On 2016-01-20 8:54 PM, Andrew Barnert via Python-Dev wrote:
>I think Glenn was assuming we had a single, global version # that all dicts 
shared without having a per-dict version ID. The key thing here is that we have a 
global counter that tracks the number of mutations for all dictionaries but whose 
value we store as a per-dictionary value. That ends up making the version ID 
inherently both a token representing the state of any dict but also the uniqueness 
of the dict since no two dictionaries will ever have the same version ID.
This idea worries me. I'm not sure why, but I think because of threading. After 
all, it's pretty rare for two threads to both want to work on the same dict, 
but very, very common for two threads to both want to work on_any_  dict. So, 
imagine someone manages to remove the GIL from CPython by using STM: now most 
transactions are bumping that global counter, meaning most transactions fail 
and have to be retried, so you end up with 8 cores each running at 1/64th the 
speed of a single core but burning 100% CPU. Obviously a real-life 
implementation wouldn't be_that_  stupid; you'd special-case the 
version-bumping (maybe unconditionally bump it N times before starting the 
transaction, and then as long as you don't bump more than N times during the 
transaction, you can commit without touching it), but there's still going to be 
a lot of contention.

Well, PEP 509 proposes to add ma_version only for CPython. It's an implementation detail of CPython. Victor's FAT optimizer is also tailored specifically for CPython, and making it work on PyPy would require a completely different set of hacks.

To remove the GIL or implement an efficient STM one will have to rewrite (and potentially break) so much code in CPython, that ma_version won't be a concern.

For now, though, ma_version will be protected by GIL, so threading shouldn't be a problem.
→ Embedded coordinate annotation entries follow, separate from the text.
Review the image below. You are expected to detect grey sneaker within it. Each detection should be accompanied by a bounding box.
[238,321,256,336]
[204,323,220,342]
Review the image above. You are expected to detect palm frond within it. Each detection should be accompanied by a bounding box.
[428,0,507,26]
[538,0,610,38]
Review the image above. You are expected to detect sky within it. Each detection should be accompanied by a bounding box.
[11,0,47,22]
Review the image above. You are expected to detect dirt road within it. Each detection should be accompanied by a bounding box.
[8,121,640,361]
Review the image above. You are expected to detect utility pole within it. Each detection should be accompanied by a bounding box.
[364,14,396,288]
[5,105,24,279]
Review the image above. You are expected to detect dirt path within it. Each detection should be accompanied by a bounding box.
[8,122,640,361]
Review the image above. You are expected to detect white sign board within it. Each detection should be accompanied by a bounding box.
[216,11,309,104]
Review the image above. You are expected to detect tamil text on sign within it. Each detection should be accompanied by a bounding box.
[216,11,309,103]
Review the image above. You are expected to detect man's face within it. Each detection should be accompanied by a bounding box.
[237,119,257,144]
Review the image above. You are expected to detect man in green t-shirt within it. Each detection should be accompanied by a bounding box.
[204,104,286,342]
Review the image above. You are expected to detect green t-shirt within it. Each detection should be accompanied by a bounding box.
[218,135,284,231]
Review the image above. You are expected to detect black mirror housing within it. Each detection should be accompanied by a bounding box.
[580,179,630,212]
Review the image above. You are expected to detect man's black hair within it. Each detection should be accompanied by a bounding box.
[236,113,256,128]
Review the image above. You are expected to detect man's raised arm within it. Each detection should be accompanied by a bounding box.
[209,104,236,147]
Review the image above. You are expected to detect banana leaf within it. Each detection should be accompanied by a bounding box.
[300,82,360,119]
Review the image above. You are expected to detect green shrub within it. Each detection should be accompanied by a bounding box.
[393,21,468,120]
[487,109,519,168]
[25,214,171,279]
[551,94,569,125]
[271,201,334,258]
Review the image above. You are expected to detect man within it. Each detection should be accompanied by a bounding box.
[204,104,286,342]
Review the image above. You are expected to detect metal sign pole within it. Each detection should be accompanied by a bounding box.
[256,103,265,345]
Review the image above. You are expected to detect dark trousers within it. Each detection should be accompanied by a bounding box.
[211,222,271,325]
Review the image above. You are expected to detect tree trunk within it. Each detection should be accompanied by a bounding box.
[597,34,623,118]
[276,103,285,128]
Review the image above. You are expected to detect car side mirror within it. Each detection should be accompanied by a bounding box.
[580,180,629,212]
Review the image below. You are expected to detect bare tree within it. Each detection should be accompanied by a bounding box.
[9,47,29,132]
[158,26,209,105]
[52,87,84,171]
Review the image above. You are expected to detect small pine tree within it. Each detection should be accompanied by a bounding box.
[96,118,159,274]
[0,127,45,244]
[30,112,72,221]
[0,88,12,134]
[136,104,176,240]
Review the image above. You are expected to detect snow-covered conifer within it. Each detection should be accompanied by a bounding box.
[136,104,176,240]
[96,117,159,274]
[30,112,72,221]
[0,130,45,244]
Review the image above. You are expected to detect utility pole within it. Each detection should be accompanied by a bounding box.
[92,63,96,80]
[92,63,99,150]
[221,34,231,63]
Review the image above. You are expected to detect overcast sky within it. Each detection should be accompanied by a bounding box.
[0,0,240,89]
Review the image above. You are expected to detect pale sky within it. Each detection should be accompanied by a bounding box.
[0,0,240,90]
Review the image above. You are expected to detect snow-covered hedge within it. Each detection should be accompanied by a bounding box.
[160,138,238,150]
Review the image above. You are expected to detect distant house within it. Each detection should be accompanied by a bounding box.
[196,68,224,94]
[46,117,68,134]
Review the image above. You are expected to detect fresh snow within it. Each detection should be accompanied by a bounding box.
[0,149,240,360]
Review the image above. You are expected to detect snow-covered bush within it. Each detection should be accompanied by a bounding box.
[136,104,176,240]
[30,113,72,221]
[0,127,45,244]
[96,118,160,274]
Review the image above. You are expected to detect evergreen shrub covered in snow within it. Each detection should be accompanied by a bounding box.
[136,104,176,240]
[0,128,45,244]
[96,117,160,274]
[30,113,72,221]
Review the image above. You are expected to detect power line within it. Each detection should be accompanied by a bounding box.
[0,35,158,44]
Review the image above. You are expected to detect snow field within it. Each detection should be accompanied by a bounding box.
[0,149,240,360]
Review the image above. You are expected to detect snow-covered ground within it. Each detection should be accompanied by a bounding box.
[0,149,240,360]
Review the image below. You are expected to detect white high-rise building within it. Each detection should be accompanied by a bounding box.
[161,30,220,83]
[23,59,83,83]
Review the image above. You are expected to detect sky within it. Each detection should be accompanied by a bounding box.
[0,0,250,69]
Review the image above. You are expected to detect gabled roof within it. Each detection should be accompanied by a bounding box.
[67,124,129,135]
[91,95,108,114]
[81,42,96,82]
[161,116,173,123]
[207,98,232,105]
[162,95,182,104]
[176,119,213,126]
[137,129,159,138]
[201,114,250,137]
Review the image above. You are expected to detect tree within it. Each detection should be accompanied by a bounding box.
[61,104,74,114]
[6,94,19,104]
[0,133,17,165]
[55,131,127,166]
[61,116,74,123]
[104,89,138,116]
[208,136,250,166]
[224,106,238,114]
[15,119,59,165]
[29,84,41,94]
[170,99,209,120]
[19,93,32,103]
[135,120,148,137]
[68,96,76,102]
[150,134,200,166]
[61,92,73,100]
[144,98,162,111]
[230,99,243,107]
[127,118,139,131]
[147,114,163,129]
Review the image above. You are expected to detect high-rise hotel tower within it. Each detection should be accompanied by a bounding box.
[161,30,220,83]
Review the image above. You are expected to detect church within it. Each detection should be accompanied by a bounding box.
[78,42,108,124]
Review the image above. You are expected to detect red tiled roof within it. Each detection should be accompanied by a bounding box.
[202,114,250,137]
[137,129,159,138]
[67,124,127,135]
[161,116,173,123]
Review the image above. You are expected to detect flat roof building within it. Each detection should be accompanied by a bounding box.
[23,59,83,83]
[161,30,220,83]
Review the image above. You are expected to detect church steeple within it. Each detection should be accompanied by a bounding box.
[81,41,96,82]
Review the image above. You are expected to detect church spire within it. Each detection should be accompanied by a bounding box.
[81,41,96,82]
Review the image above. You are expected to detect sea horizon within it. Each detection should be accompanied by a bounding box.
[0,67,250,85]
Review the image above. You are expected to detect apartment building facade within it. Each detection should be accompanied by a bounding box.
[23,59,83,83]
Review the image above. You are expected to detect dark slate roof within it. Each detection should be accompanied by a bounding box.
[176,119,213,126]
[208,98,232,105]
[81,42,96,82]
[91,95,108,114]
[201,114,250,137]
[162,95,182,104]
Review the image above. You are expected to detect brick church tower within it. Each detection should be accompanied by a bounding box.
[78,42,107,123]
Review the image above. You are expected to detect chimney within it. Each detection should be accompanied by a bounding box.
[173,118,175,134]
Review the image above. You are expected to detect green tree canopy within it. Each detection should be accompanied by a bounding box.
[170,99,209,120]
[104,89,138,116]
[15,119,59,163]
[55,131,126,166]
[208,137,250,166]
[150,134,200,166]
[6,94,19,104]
And that also affects something like PyPy being able to use FAT-Python-style 
AoT optimizations via cpyext. At first glance that sounds like a stupid 
idea--why would you want to run an optimizer through a slow emulator? But the 
optimizer only runs once and transforms the function code, which runs a zillion 
times, so who cares how slow the optimizer is? Of course it may still be true 
that many of the AoT optimizations that FAT makes don't apply very well to 
PyPy, in which case it doesn't matter. But I don't think we can assume that a 
priori.

The idea of FAT is that it will also generate optimized code objects with guards. I doubt it would make any sense to use it under PyPy or any jitted Python implementation. JITs have a far better understanding of the code than any static optimizer.


Is there a way to define this loosely enough so that the implementation_can_  
be a single global counter, if that turns out to be most efficient, but can 
also be a counter per dictionary and a globally-unique ID per dictionary?

Defining it "loosely" means that you can't trust it. I'd just explicitly say that:

- ma_version is an implementation detail of CPython and may not be implemented on other platforms;
- ma_version can be removed from future CPython releases;
- ma_version can be used by code optimizers tailored specifically for CPython and CPython itself.